L'Aube de la joie est le
premier roman de Nellie Maillard. Il semble avoir connu du succès puisqu’on
indique sur la deuxième édition (date non précisée) que les ventes atteignent
9000 exemplaires. Voilà qui peut surprendre, le roman a des qualités, mais pas celles qui propulsent une œuvre chez
les best sellers. Maillard se contente de raconter la vie « sans
histoire » d'une petite famille bourgeoise. Louis Giraud, le père, est
cardiologue; Hélène, la mère et la narratrice de l’histoire, s’occupe des trois
enfants (quatre à la fin) avec l’aide d’une bonne. En plus de ses « petits » problèmes de
mère, elle raconte les soubresauts de son couple très uni et, quelque peu, sa
vie sociale.
Je ne résumerai pas le roman. Je
me contente d’énumérer en vrac les épisodes-thèmes les plus marquants :
les vacances en famille à la campagne, l’éducation des enfants, leurs petites
maladies, la naissance du quatrième enfant, les difficultés professionnelles du
mari, les sorties dans des cercles féminins, le presque divorce de sa meilleure
amie, sa maladie qui l’amène à l’hôpital de Boston, un voyage en Gaspésie et un
autre dans les provinces de l’Ouest… On y parle de solidarité sociale, de
religion, les deux étant liés.
Je disais que le roman avait des
qualités qui pouvaient expliquer son succès. Sa plus grande : la
profondeur, denrée assez rare dans le roman québécois de l’époque. Il ne faut
pas chercher de grands drames ou des événements mystérieux qui titillent l’imagination.
Ils n’y a pas de grands conflits, de mystères, d’obstacles en apparence
insurmontables. Le projet de l'auteure est ailleurs. Maillard démontre une humanité
qui rejoint parfois celle de Gabrielle Roy. Je note une sensibilité aux autres,
à la nature, une capacité à saisir le moment présent, à mettre en mots ses
propres impressions. Le quotidien le
plus banal donne lieu à une réflexion sur le sens de la vie, sur le temps qui
passe, la maladie, l’injustice sociale, la mort. Et le tout est présenté
dans un style fluide.
« Et tout en acceptant mon
inutilité provisoire, je réfléchis... On apprend à penser lentement dans la
maladie. Le visage de Danièle Lecomte m'apparaît, j'évoque l'échec absolu de sa
destinée terrestre. Il se faisait en elle peu à peu, le silence sur les choses
humaines. J'entends de loin le bruit des autres, les innombrables autres
cramponnés à leurs activités. Nous cherchons tous de quelque manière à nous
réaliser dans une œuvre tangible et rencontrons à chaque pas une forme
quelconque de dépouillement, d'usure, de désagrégation. Et doucement, tombe
toujours la neige sur les feuilles ! »
Même si le milieu bourgeois lui procure certains avantages, cette femme n’en est pas totalement satisfaite. Elle porte un jugement assez sévère sur les autres femmes de son propre milieu, qui se contentent de papoter plutôt que d’entreprendre des actions. Il y a chez elle une volonté de donner un sens à sa vie qui ne trouve pas toujours à s’employer.

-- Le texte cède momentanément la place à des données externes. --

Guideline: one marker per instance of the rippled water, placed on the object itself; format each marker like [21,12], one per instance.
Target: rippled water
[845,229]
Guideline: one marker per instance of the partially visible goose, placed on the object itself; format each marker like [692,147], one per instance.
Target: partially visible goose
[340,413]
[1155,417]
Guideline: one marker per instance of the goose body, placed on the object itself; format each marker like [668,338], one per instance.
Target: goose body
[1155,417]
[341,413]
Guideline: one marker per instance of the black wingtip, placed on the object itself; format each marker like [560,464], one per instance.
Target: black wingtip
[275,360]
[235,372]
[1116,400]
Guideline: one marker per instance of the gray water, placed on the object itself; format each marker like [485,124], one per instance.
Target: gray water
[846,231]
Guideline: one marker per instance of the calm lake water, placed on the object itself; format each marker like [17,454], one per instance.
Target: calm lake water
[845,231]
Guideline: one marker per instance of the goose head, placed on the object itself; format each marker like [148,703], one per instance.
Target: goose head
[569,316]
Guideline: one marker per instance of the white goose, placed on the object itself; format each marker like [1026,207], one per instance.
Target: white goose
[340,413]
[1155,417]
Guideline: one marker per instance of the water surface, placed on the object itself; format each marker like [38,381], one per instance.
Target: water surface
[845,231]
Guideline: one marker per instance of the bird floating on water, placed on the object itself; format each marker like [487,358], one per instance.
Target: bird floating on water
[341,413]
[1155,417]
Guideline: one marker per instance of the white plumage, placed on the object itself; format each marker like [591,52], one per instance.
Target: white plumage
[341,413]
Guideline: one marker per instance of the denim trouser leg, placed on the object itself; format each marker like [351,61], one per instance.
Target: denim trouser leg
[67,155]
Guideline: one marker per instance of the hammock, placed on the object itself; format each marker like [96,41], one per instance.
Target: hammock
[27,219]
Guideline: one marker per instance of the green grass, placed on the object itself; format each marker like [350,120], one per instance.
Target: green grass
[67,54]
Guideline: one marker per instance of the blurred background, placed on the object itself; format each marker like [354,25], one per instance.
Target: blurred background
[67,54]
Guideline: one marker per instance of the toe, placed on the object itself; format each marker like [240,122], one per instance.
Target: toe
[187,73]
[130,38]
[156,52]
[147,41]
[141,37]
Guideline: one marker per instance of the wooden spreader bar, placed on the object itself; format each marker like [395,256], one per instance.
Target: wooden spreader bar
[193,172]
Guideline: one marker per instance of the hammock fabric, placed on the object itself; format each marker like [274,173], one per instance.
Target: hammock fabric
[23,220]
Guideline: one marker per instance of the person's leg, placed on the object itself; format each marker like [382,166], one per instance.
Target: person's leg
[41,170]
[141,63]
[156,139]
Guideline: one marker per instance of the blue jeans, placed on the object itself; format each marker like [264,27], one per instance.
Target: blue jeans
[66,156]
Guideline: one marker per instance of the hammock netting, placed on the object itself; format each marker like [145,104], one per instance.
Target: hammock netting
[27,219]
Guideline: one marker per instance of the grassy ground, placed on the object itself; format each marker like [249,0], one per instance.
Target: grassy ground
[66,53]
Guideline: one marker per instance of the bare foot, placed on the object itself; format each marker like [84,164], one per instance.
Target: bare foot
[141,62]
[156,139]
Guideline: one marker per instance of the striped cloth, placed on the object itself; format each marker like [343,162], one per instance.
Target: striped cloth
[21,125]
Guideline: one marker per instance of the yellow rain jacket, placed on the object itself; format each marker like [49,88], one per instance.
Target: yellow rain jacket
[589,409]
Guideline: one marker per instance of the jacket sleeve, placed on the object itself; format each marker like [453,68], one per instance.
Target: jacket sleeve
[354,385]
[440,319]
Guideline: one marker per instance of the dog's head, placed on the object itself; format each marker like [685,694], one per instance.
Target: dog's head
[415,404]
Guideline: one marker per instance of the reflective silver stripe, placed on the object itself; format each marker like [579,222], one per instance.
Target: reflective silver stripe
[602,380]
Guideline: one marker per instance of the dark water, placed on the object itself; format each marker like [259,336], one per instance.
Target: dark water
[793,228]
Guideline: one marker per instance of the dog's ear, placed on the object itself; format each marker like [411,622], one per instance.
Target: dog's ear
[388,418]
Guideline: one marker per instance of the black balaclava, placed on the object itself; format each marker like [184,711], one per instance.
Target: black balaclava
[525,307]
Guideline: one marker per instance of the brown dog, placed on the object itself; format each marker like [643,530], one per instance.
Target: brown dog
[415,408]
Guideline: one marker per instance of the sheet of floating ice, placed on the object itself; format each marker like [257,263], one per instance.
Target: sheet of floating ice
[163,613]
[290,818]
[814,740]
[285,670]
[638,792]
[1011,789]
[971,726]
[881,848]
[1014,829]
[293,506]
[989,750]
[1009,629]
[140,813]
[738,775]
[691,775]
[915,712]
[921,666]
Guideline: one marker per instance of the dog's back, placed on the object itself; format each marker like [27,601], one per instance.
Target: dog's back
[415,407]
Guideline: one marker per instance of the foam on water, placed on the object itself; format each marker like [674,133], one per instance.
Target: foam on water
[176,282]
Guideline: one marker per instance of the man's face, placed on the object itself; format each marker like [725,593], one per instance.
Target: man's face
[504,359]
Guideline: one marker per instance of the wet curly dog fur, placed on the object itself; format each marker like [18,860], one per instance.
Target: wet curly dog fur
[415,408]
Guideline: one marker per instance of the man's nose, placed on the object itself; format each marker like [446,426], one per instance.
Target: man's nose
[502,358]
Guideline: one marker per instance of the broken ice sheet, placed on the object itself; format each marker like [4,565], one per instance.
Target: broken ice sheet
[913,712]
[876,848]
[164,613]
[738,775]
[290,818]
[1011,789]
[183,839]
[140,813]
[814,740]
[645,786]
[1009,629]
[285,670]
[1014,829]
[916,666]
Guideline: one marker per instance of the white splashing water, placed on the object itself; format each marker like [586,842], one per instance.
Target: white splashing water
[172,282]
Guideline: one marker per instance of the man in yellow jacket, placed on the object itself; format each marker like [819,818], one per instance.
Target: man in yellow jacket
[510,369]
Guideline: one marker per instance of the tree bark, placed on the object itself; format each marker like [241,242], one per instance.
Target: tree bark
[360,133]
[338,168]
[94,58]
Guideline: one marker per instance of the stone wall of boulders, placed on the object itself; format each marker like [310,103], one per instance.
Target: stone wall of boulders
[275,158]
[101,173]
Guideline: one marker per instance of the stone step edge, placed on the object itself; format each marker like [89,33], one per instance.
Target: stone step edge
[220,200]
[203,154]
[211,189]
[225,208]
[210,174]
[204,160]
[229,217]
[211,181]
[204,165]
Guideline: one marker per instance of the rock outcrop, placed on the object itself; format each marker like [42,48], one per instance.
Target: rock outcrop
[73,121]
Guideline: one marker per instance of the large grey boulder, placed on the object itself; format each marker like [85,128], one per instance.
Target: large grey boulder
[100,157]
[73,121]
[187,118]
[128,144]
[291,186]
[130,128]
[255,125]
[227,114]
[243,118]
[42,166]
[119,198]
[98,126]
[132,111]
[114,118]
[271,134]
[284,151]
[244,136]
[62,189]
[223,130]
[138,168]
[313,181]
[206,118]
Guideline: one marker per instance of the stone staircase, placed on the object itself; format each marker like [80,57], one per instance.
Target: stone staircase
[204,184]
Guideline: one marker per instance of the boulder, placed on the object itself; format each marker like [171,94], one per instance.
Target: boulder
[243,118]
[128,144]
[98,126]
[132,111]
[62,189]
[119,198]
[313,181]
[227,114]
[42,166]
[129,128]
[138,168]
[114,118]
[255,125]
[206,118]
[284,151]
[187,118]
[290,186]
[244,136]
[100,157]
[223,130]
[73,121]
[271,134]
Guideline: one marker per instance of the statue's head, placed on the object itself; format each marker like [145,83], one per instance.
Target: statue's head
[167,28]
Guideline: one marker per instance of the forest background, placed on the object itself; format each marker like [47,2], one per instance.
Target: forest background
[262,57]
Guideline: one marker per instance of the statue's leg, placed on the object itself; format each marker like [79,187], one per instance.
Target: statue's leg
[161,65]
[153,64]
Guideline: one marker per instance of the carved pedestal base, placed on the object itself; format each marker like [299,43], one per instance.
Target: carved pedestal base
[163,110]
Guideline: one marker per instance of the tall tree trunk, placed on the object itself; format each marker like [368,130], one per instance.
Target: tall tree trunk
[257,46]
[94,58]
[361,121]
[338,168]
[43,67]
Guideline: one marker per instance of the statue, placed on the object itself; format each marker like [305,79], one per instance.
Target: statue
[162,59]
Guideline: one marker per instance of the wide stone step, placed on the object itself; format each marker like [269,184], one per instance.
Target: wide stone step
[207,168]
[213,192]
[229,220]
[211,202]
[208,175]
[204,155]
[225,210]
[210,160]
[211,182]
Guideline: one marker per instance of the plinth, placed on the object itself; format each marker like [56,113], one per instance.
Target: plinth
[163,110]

Même si le milieu bourgeois lui procure certains avantages, cette femme n’en est pas totalement satisfaite. Elle porte un jugement assez sévère sur les autres femmes de son propre milieu, qui se contentent de papoter plutôt que d’entreprendre des actions. Il y a chez elle une volonté de donner un sens à sa vie qui ne trouve pas toujours à s’employer.
Ce qui empêche le roman de passer
l’épreuve du temps, c’est le message lui-même, et surtout la
manière de le livrer. Maillard appuie trop sur la thèse qu’elle veut faire
passer. Comme Gabrielle Roy, son personnage oscille entre la détresse et
l’enchantement. L’enchantement, chez Maillard, prend les traits de
l’amour avec un grand A : l’amour rachète tout, peut venir à bout de n’importe quelle
détresse. Dans le concept, à saveur religieuse, se mêlent tous les types
d’amour. On y revient continuellement, entre autres à la fin.
Extrait
« Ici, l'humain a peuplé la montagne, celle-ci a
perdu sa suprématie et le décor est ramené aux proportions de la vie
quotidienne : les jouets oubliés dans le jardin, le linge qui se balance sur la
corde derrière la maison et les bruits de vaisselle qui s'échappent par la
fenêtre ouverte... tout cela courbe notre pensée vers la journée des gens de la
terre, la nôtre et celle des autres, là-bas... chez nous.
L'enchantement du Lac Louise... l'enchantement des
montagnes... comment les relier à la misère du monde, cette pauvre misère aux
mains tendues ! d'où vient celle-ci... où pourrait-on la reléguer...! Les
raccords sont difficiles... tout à l'heure, Louis et moi, foulions d'un même
pas la terre grise de la route, conscients de notre mutuelle présence... et je
sais bien que l'amour seul est la clé de toute chose, le carrefour de toutes
les réalités... Mais un amour plus grand que le nôtre, qui synthétise toutes
les attirances et les alimente de son éternité. Nous devrons donc toujours être
prêts à épouser la cause de l'Homme, contre lui et malgré lui s'il le faut,
parce qu'il en est Un, avant nous, qui a cru bon de mourir pour cette cause et
continue à Se donner à elle.
« Et la lumière fut... » elle étendit doucement sur l'angoisse
des siècles la pitié, la compassion et la tendresse !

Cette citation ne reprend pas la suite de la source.